Il piétina une demi-heure en attendant Saldon qui fut ponctuel. Il parut à Tom encore plus désossé que d’habitude, soit que les calmants aient modifié sa propre perception, soit que Saldon redoutât cette rencontre, vingt-deux ans plus tard. Après tout, c’est le genre d’épreuve qui n’est pas forcément facile. Tom vérifia que les photos de ses tableaux étaient bien installées au fond de sa poche intérieure. Il préféra les sortir pour contrôler qu’il s’agissait bien d’elles. Ensuite, il s’en assura juste une seule fois, de crainte qu’en les replaçant, elles ne se soient échappées. Saldon le regardait s’affoler avec intérêt, et Tom, qui avait les tempes humides, fut gêné de son regard et crut qu’il voulait le classer. Qui sait si Saldon au fond avait jamais perdu cette manie ? Tom se sentait d’humeur précipitée et maniaque, ce qui était détestable pour ce qu’il comptait faire ce soir. Il avala à sec un dernier calmant. C’était amer mais cela le rendrait tout à fait maître de lui-même. Ce qui fait qu’il parvint, chancelant et nauséeux, devant la porte de l’immeuble, au 25.

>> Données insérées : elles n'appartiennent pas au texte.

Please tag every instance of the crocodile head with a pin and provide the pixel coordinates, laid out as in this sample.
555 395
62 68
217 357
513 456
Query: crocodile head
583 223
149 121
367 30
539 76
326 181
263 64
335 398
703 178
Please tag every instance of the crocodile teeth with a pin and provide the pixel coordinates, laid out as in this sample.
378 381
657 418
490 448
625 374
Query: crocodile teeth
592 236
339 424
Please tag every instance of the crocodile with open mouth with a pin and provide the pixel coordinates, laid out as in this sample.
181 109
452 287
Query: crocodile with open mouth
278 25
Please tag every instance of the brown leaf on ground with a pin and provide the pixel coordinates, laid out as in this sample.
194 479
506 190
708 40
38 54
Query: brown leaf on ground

Il y avait au moins trois cents personnes et on croisait des invités qui cherchaient de l’air jusque dans l’escalier et la rue. C’était un peu la fête publique du peintre, celle qu’il abandonnait en pâture aux médias, aux avides et aux curieux, qui n’avaient pas autrement l’occasion de se glisser dans un cercle qui défendait terriblement ses privilèges. Les avides, tous là, riaient très fort. Dont tu es pensa Tom qui souhaita brusquement être resté dans son lit. Se tenant à Saldon, il se fit un chemin vers la grande salle et la foule se reformait derrière eux comme lorsqu’on trace une ligne éphémère dans un liquide. Enfant, Tom avait passé des minutes fascinées à scruter l’évolution de ces chemins fugaces dans son assiette de soupe, et à tenter d’en retarder la disparition. Mais ce soir il ne fallait pas s’égarer dans ce genre de choses, ce soir il fallait être un homme d’action. Dans la grande salle, on avait installé le buffet, et près de lui, on pouvait espérer se donner une allure passable. Saldon s’arrêta brutalement à son seuil et Tom le vit se tendre.